RhoA efficiently modulate STAT3 transcriptional activity by inducing its simultaneous tyrosine and serine phosphorylation via Src Family of Kinases and JAK2. The JNK (c-Jun N-terminal Kinase)/ERK (Extracellular-Signal Regulated Kinase) Pathway mediates serine phosphorylation (Ser727) and cooperation of both tyrosine as well as serine phosphorylation is necessary for full activation of STAT3 (Ref.5). The Type-I Interferon (IFN-Alpha/Beta) promotes the DNA-binding activity of the transcription factors including STAT3, which is involved in the induction of NF-KappaB (Nuclear Factor-KappaB) DNA-binding activity and in the induction of antiviral and antiproliferative activity. STAT3 is also activated in response to the small guanine nucleotide-binding protein Rac1. The Rac functions in growth factor-induced activation of STAT3 in two ways. It apparently helps localize STAT3 to kinase complexes at the cell surface through Ras and also promotes activation of kinases, like MLKs (Mixed-Lineage Kinases), JAK2, TYK2 that phosphorylate STAT3 at Tyr705 (Ref.6). The SOCS (Suppressor of Cytokine Signaling) family of proteins negatively regulates the receptor-associated JAK-STAT3 pathway of transcriptional activation.

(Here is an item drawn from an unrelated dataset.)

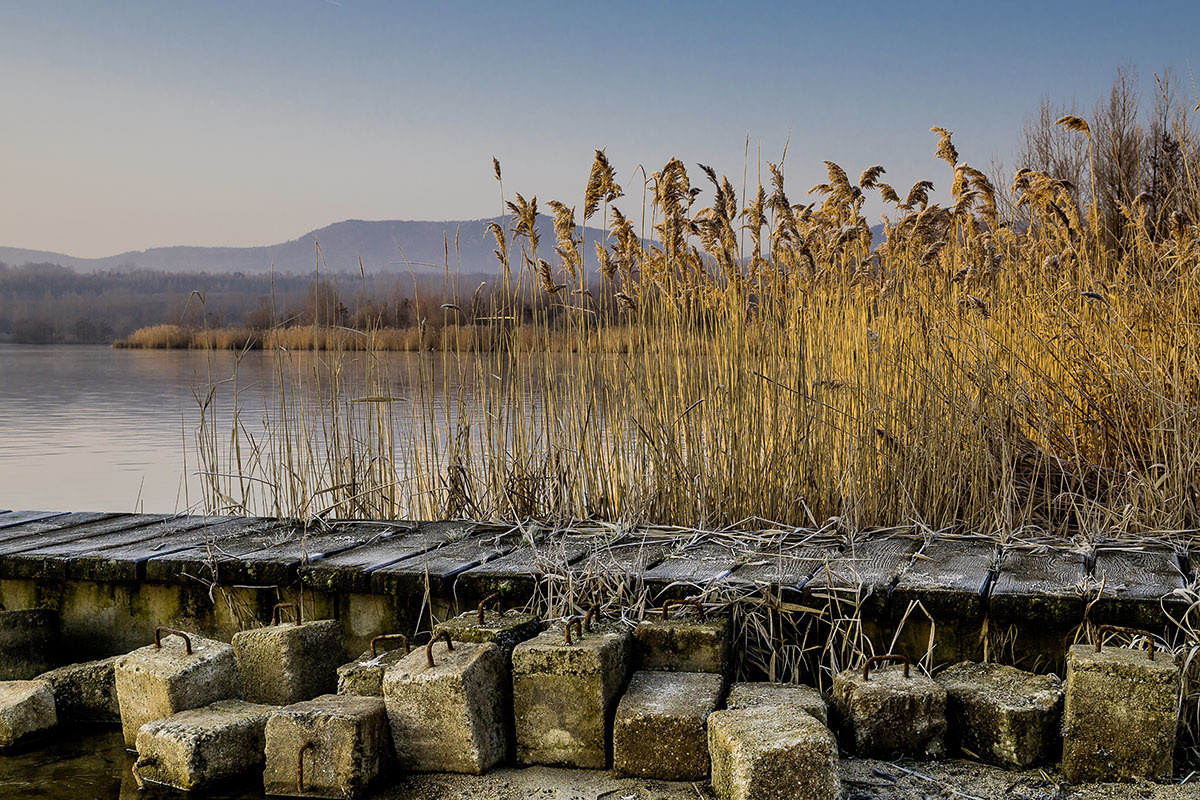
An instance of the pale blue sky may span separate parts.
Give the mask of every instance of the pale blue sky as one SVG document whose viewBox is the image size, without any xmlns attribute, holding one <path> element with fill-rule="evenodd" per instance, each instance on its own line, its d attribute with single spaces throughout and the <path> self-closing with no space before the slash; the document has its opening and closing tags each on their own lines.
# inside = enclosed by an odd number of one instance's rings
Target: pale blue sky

STATs have been implicated in programming gene expression in biological events such as embryonic development, programmed cell death, organogenesis, innate immunity, adaptive immunity and cell growth regulation in many organisms. Abnormal activity of certain STAT family members, particularly STAT3 is associated with a wide variety of human malignancies, including lymphomas; leukemias; mycoses fungoides and multiple myeloma (Ref.7). Thus, STAT3 activate either of two gene expression programs, one for growth promotion and one for growth arrest. Recently inhibition of the STAT3 signaling pathway using the JAK-selective inhibitor, AG490, and a dominant negative STAT3 (STAT3-Beta) significantly suppressed the growth of ovarian and breast cancer cell lines. These results suggest that inhibition of STAT3 signaling may provide a potential therapeutic approach for treating ovarian and breast cancers (Ref.8).